Hohe Anforderungen an die Lebensmittel

Um den Menüplan zu erstellen, müssen aber weitere Faktoren bedacht werden: "Es dürfen keine Zusatzstoffe wie künstliche Süßungsmittel in den Lebensmitteln sein, auch  Kakao, Kräutertee oder Kaffee sind nicht erlaubt.", beschreibt Hand, "Die Lebensmittel sollten außerdem gut herzustellen, vorzubereiten und haltbar sein." Brot, Soßen, Dressings, Waffeln und Müslimischungen werden vom Küchen-Team selber zubereitet, "weil wir dann genau wissen, was drin ist."
"Lebensmittel mit nur einem Nährstoff sind super!", sagt Hand lachend. Dadurch, dass erstmals auch Frauen an der Studie teilnehmen, variiert das Gewicht der Probanden natürlich erheblich. So muss ein Essen die Nährwerte für einen 85 Kilogramm schweren Mann genauso abdecken wie für eine 58 Kilogramm schwere Frau. "Deshalb achten wird auch darauf, ein paar Stellschrauben im Menüplan zu haben". Salz ist zum Beispiel so etwas: Die Nudeln werden komplett ohne gekocht – das wird erst im Nachhinein für jeden Proband einzeln abgewogen darüber gestreut. Würde man nämlich andere Bestandteile ändern, wie etwa Quark, so ändern sich direkt ein Dutzend andere Parameter mit.

Aufs Gramm genau

In der stationseigenen Küche gibt es vier Dienste, die sich um das leibliche Wohl der Probanden kümmern. Dort werden alle Lebensmittel und Getränke grob abgewogen, geschnitten, zubereitet und dann nochmal abgekühlt, bevor die genauen Mengen abgewogen werden. Durch das Verdampfen ändert sich das Gewicht nämlich nochmal, weswegen das Essen zunächst abgekühlt und dann erst abgewogen und auf die Teller verteilt wird. "Natürlich bekommen die Probanden ihr Essen nicht kalt – die Speisen werden im Kombi-Dampfgarer wieder aufgewärmt", stellt Olga Hand klar.
Sollte mal etwas runterfallen oder ausschütten, dann wird versucht, das möglichst genau zu ersetzen. So wird ein verschüttetes Getränk mit der Serviette aufgesogen, gewogen und aufs Gramm genau ersetzt. "Nach den zwei Monaten fällt es einem richtig schwer, zu Hause einen normalen Kuchen zu backen", merkt Hand lachend an, "dabei ist es dort ja nun wirklich nicht dramatisch, wenn 202 Gramm Mehl statt 200 im Kuchen sind!"
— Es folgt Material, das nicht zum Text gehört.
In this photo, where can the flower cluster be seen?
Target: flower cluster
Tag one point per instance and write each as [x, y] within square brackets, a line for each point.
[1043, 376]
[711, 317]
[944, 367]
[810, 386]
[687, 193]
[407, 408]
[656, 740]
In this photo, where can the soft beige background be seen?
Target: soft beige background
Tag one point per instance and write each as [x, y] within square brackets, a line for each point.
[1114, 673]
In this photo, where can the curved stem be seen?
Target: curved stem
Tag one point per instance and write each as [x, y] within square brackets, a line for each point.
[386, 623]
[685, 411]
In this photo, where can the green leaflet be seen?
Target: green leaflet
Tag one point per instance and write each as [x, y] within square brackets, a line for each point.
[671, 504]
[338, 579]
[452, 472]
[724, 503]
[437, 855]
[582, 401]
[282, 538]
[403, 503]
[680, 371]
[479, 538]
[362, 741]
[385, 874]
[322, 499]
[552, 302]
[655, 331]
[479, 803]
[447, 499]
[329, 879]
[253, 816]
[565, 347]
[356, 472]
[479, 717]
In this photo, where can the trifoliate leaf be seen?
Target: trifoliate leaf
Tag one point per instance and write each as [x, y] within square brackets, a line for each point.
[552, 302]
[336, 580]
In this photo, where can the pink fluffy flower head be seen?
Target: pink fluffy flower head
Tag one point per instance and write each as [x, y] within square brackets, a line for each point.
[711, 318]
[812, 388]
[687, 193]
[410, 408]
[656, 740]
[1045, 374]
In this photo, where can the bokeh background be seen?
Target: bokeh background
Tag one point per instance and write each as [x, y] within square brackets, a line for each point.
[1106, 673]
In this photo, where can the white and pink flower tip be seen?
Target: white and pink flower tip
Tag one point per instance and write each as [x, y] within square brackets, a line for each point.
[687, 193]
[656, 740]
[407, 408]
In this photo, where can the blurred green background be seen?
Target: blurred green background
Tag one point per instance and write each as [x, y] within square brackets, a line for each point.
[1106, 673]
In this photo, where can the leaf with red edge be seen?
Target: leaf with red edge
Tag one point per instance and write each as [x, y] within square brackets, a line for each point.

VaPER (VIIP and Psychological :envihab Research Study)

Für die VaPER-Studie legen sich 12 Probanden im DLR für 30 Tage bei einer Sechs-Grad-Kopftieflage ins Bett. Ihr Körper erfährt dabei ähnliche Veränderungen wie der von Astronauten in Schwerelosigkeit, was sich Wissenschaftler zunutze machen, um jene Veränderungen genauer zu untersuchen. Der Fokus von VaPER (VIIP and Psychological :envihab Research Study) liegt sowohl auf der Untersuchung von physiologischen und psychologischen Auswirkungen als auch auf dem VIIP-Syndrom (Visual Impairment and Intracranial Pressure), das Sehstörungen und erhöhten Hirndruck bei Astronauten in Schwerelosigkeit beschreibt. Die Studie wurde von der amerikanischen Raumfahrtagentur NASA in Auftrag gegeben und wird vom DLR-Institut für Luft- und Raumfahrtmedizin durchgeführt.